Pauline cooked abominably, cleaned according to her mood, and asked me questions. My father had told her that my mother was in a nursing home in Montreal, but Pauline wanted to know more. How ill was my mother? Very ill? Dying? Was it true that my parents were separated? Was my father really my father? “Drôle de père,” said Pauline. She was perplexed by his painting, his animals (that summer his menagerie included two German shepherds, a parrot, and a marmoset, which later bit the finger of a man teasing it and had to be given away to Montreal’s ratty little zoo, where it moped itself to death), and his total indifference to the way the house was run. Why didn’t he work, like other men, said Pauline.

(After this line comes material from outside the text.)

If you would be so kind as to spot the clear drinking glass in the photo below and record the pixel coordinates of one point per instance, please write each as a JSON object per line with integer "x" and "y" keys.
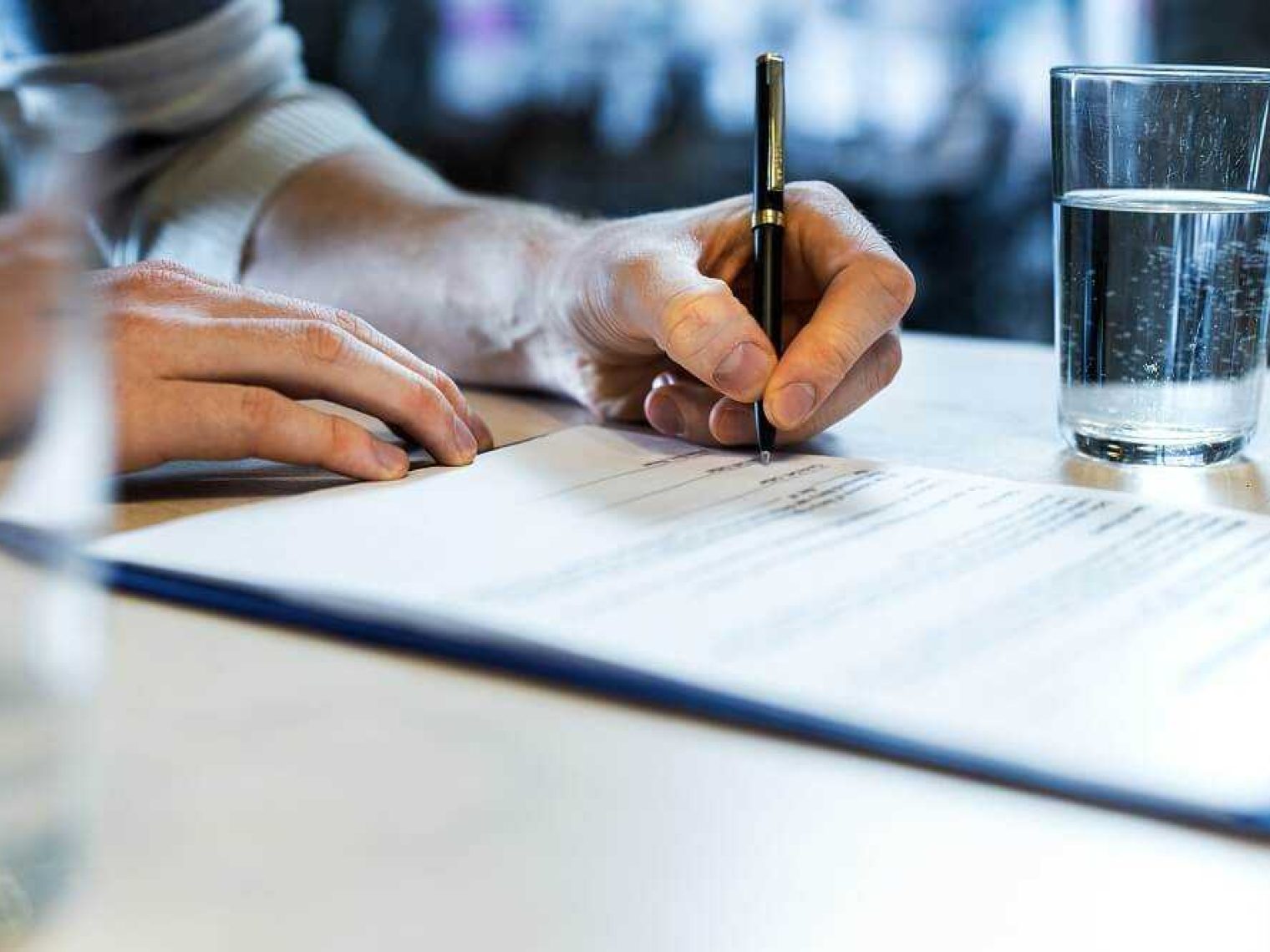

I could understand her bewilderment, for the question of my father’s working was beginning to worry me for the first time. All of the French-Canadian fathers in the town worked. They delivered milk, they farmed, they owned rival hardware stores, they drew up one another’s wills. Nor were they the only busy ones. Across the river, in a faithful reproduction of a suburb of Glasgow or Manchester, lived a small colony of English-speaking summer residents from Montreal. Their children were called Al, Lily, Winnie, or Mac, and they wer
e distinguished by their popping blue eyes, their excessive devotion to the Royal Family, and their contempt for anything even vaguely queer or Gallic. Like the French-Canadians, the fathers of Lily and Winnie and the others worked. Every one of them had a job. When they were not taking the train to Montreal to attend to their jobs, they were crouched in their gardens, caps on their heads, tying up tomato plants or painting stones to make gay multicolored borders for the nasturtium beds. Saturday night, they trooped into the town bar-and-grill and drank as much Molson’s ale as could be poured into the stomach before closing time. Then, awash with ale and nostalgia, they sang about the maid in the clogs and shawl, and something else that went, “Let’s all go down to the Strand, and ’ave a ba-na-ar-na!”
My father, I believed, was wrong in not establishing some immediate liaison with this group. Like them, he was English – a real cabbage, said Pauline when she learned that he had been in Canada only eight or nine years. Indeed, one of his very few topics of conversation with me was the England of his boyhood, before the First World War. It sounded green, sunny, and silent – a sort of vast lawn rising and falling beside the sea; the sun was smaller and higher than the sun in Canada, looking something like a coin; the trees were leafy and round, and looked like cushions. This was probably not at all what he said, but it was the image I retained – a landscape flickering and flooded with light, like the old silents at the cinema. The parents of Lily and Winnie had, presumably, also come out of this landscape, yet it was a bond my father appeared to ignore. It seemed to me that he was unaware of how much we had lost caste, and what grievous social errors we had committed, by being too much identified with the French. He had chosen a house on the wrong side of the river. Instead of avoiding the French language, or noisily making fun of it, he spoke it whenever he was dealing with anyone who could not understand English. He did not attend the English church, and he looked just as sloppy on Sundays as he did the rest of the week.